ANAYASA MAHKEMESİ DEVLETİN ONURUDUR
Ahlakın olmadığı yerde hiçbir değerden söz edilemez. Çağdaş Toplumların hukuksal güvencelerle yaşamlarını aydınlatmaları, geleceğe yönelik en sağlıklı tutumdur. 1960 devriminden sonra, kurulan Anayasa Mahkemesi , ülkemizde adaletin gerçekleşmesi için büyük sorumluluklar yüklenen yüksek bir yargı kurumudur. Bir anlamda rejimin güvencesidir .Cumhuriyetimizin kurucularına yaraşır niteliklerle sonsuza değin bağımsız yaşamasında yargıya düşen sorumluluğun önemli bir bölümünü yüklenen bir kuruluşun, kimi siyasetçilerin günlük, kısır düşünce ve tutumları için tartışılıp yıpratılması asla uygun değildir.

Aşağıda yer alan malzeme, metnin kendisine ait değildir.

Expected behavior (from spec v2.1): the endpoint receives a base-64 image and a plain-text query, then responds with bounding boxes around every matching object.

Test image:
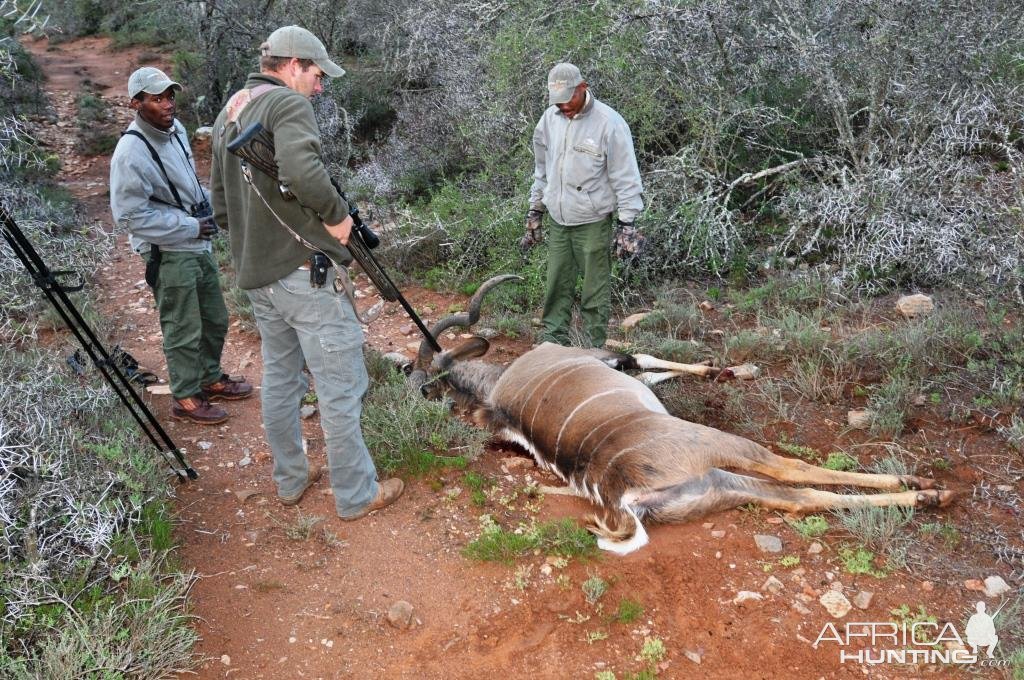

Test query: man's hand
[324,215,352,246]
[196,215,217,241]
[519,209,544,253]
[611,220,647,260]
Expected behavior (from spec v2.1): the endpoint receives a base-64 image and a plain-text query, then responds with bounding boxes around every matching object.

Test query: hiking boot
[171,394,227,425]
[278,465,324,505]
[203,373,253,401]
[341,477,406,522]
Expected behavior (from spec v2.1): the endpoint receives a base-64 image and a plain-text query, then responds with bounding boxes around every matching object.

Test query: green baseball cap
[128,67,181,99]
[548,61,583,104]
[259,26,345,78]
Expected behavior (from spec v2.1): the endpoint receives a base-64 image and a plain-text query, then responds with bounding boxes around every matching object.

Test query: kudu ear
[444,335,490,362]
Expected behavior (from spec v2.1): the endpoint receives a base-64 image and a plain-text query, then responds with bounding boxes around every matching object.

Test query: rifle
[227,122,441,352]
[0,203,199,481]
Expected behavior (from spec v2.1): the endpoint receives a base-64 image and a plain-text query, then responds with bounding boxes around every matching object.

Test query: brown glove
[519,208,544,253]
[611,220,647,260]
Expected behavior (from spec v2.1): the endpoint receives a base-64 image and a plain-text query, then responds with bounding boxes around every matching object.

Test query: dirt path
[30,39,1015,679]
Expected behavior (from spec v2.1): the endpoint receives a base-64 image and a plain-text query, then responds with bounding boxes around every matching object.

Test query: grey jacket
[111,115,210,253]
[529,92,643,226]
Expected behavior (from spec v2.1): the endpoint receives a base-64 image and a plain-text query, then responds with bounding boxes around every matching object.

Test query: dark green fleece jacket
[210,73,352,289]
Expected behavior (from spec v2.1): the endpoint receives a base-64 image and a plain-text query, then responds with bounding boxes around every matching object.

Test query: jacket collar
[135,113,178,142]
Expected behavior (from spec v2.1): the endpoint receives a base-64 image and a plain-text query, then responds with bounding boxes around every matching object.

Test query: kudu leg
[633,468,953,522]
[713,450,935,492]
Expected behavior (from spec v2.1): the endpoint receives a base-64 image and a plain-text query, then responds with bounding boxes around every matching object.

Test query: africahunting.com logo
[812,602,1010,667]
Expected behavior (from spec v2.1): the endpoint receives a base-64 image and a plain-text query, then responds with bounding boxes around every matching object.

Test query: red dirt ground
[28,38,1020,680]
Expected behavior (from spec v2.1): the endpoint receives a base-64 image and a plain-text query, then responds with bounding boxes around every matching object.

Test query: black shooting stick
[0,203,199,481]
[227,122,441,352]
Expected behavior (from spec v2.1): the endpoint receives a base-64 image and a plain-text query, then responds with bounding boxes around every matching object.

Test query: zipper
[558,118,572,219]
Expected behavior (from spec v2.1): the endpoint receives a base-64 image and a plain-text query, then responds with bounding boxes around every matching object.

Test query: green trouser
[542,215,611,347]
[142,250,227,399]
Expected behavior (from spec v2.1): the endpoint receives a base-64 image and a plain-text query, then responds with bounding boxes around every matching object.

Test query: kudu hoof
[900,475,937,492]
[918,490,956,508]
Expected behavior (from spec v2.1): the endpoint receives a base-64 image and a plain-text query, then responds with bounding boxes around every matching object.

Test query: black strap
[123,130,199,212]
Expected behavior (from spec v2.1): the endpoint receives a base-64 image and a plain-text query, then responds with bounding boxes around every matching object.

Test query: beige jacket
[529,92,643,226]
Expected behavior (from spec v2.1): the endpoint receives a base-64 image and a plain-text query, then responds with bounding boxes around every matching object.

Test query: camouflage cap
[259,26,345,78]
[548,61,583,104]
[128,67,181,99]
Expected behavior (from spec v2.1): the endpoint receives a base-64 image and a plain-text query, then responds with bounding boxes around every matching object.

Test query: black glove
[519,208,544,253]
[611,219,647,260]
[196,215,217,241]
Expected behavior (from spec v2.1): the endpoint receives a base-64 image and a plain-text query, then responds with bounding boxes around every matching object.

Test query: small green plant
[640,637,667,671]
[821,452,860,472]
[613,598,643,624]
[790,515,828,539]
[775,438,821,463]
[582,573,608,606]
[285,510,324,541]
[462,515,597,564]
[839,547,889,579]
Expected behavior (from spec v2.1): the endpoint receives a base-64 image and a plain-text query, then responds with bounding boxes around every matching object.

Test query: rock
[502,456,537,472]
[387,600,413,630]
[896,293,935,318]
[754,534,782,552]
[985,577,1010,597]
[853,590,874,609]
[234,488,262,503]
[729,364,761,380]
[846,409,874,430]
[618,311,650,331]
[383,352,409,367]
[964,579,985,593]
[732,590,765,604]
[818,590,852,619]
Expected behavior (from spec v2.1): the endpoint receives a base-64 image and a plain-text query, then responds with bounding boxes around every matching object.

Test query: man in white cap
[520,63,643,347]
[111,67,252,425]
[211,26,403,520]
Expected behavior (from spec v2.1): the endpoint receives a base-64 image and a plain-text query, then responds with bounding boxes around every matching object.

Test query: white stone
[818,589,853,619]
[846,409,874,430]
[985,577,1010,597]
[732,590,765,604]
[896,293,935,318]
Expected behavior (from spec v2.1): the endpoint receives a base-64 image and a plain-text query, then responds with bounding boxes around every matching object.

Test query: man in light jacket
[521,63,643,347]
[111,67,252,425]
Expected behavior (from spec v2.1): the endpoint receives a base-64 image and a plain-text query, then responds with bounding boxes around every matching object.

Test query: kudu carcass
[410,275,953,554]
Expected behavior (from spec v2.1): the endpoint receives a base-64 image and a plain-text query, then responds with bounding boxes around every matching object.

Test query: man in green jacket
[211,26,403,520]
[521,63,643,347]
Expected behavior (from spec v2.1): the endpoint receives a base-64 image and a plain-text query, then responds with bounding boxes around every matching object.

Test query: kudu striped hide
[411,278,953,553]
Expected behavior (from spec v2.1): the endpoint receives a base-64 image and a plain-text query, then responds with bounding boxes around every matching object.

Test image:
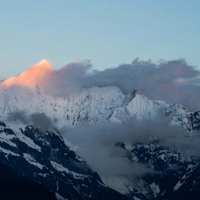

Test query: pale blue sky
[0,0,200,77]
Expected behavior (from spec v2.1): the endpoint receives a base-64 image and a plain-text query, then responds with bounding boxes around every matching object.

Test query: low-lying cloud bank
[43,59,200,110]
[61,116,200,178]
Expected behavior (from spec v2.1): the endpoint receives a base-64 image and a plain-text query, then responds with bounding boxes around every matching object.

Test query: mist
[43,59,200,110]
[60,115,200,178]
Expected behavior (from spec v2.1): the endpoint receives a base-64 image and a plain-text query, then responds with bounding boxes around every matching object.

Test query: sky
[0,0,200,78]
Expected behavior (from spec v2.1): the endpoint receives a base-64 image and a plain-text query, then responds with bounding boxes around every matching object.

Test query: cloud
[7,111,57,131]
[39,59,200,110]
[86,59,200,109]
[60,114,200,178]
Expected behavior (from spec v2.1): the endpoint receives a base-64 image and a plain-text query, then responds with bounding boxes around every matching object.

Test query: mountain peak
[3,59,52,86]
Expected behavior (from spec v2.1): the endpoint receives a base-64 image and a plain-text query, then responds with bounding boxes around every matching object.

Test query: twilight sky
[0,0,200,78]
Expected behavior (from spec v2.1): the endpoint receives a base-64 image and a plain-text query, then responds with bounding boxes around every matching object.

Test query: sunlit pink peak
[3,59,52,86]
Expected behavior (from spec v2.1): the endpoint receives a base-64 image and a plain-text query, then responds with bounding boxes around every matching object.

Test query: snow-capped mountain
[0,60,200,200]
[0,122,128,200]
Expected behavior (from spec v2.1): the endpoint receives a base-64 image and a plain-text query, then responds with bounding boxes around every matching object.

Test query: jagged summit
[2,59,52,87]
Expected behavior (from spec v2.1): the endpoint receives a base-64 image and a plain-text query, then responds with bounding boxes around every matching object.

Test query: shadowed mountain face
[0,163,56,200]
[0,122,127,200]
[0,60,200,200]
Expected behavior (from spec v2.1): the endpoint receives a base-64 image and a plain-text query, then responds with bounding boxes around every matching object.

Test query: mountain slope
[0,122,127,200]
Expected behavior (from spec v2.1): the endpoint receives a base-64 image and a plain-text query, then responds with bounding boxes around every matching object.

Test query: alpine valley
[0,60,200,200]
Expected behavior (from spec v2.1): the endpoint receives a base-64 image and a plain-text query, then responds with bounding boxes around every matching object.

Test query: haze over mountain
[0,59,200,200]
[1,59,200,110]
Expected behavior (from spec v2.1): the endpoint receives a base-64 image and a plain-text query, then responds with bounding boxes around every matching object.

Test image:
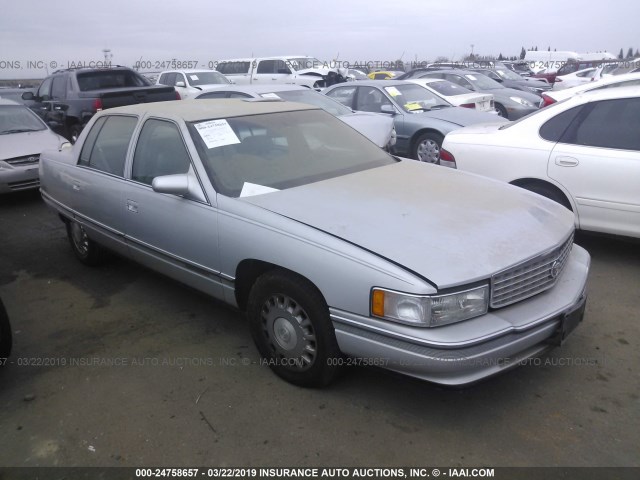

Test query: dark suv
[22,66,180,142]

Devletin hukuksal niteliğinin ve yapısının dayanağı, ulusal yaşamın güneşi olan adaletin en küçük bulutla gölgelenmesi düşünülemez.
Yürürlükteki Anayasa’nın Başlangıç Bölümü’yle 1-4 maddelerinin içeriği, devletin hukuksal yapısının ulusal yaşamdaki önemli ve ödün verilmez yerini belirtmektedir. Yine Anayasanın 146-153 maddelerinde kuruluşu, görev ve yetkileri belirlenen Anayasa Mahkemesinin devlet yapısındaki yeri, güvence niteliği tartışılmayacak kadar açıktır. Yargı, varlık güvencesi niteliğiyle, devletin hukuk gücü yapısıyla, devletin onuru olan hukuku gerçekleştirmekteki görev ve sorumluluğuyla özgün bir konumdadır.
Kimilerin ve kimi siyasetçilerin kendi görüşlerine, amaçlarına, aykırı düşen kararları nedeniyle Mahkemenin karalanıp yıpratılması asla uygun değildir.
Özellikle Anayasanın 148. Maddesinde düzenlenen görev yetkileri gözetildiğinde, Anayasa Mahkemesinin gereği ve önemi daha iyi anlaşılır. Birilerin kendi amaçları için kapatılması olanaksız görüş ve düşünceleriyle kapatılması istemi, katılması olanaksız gölgeli savlardır.
Siyasal nutuklarla bu tür kurumlar yaralanamaz, yıpratılamaz. Her kararına herkesin katılması da beklenemez. Üyelerinin bile karşı oyda kaldıkları kararlar elbette olmuştur. Olması da doğaldır.
Devlet Bahçeli’nin olumsuz tepkisiyle kapatılma önerisi yersiz, gereksiz, ölçüsüz hatta sakıncalıdır. Siyasal amaçlar, ulusal değerlerin önüne geçemez.
Kimi siyasetçilerin tutkuları tutukluğa benzemektedir. Kendi yanlış, kısır ve karanlık düşüncelerinin ağından bir türlü kurtulamıyorlar. “ Montrö Boğazlar Sözleşmesin’den çıkmak “ gibi boylarından büyük laf ediyorlar. Yeterli bilgileri olmadığını bırakıp uzmanlık gerektiren konularda gelişigüzel konuşarak bir şeyler yaptıklarını sanıyorlar. TBMM’nin şimdiki başkanı sonra düzeltmek zorunda kaldığı sözleri çekinmeden söyleyebiliyor.
Devlet siyasal bir kurumdur. Alma asla siyasetçinin oyuncağı değildir. Kendilerini göstermek, amaçlarını gerçekleştirmek için, devleti ve devletin olanaklarını kullanan kötü siyasetçiler dünyanın her yerinde kınanır, gittiklerinde de kötü duygularla kendilerinden söz edilir. Görev aldıkları, yer buldukları devlet yapısı içinde kendi çıkarlarının kulu- kölesi durumuna düşenler ayrıldıklarında kimse yüzlerine bakmadığı gibi sokağa çıkacak yüzleri de kalmaz.
Anayasa Mahkemesi Ülkemizin ulusal güvencesidir.
Bahçeli değil, hiçbir siyasetçi böylesine yüksek yargı organını kapatmaya asla güçleri yetemez. Çünkü Anayasa Mahkemesinin varlığı herkese lazımdır. Kalın Sağlıcakla!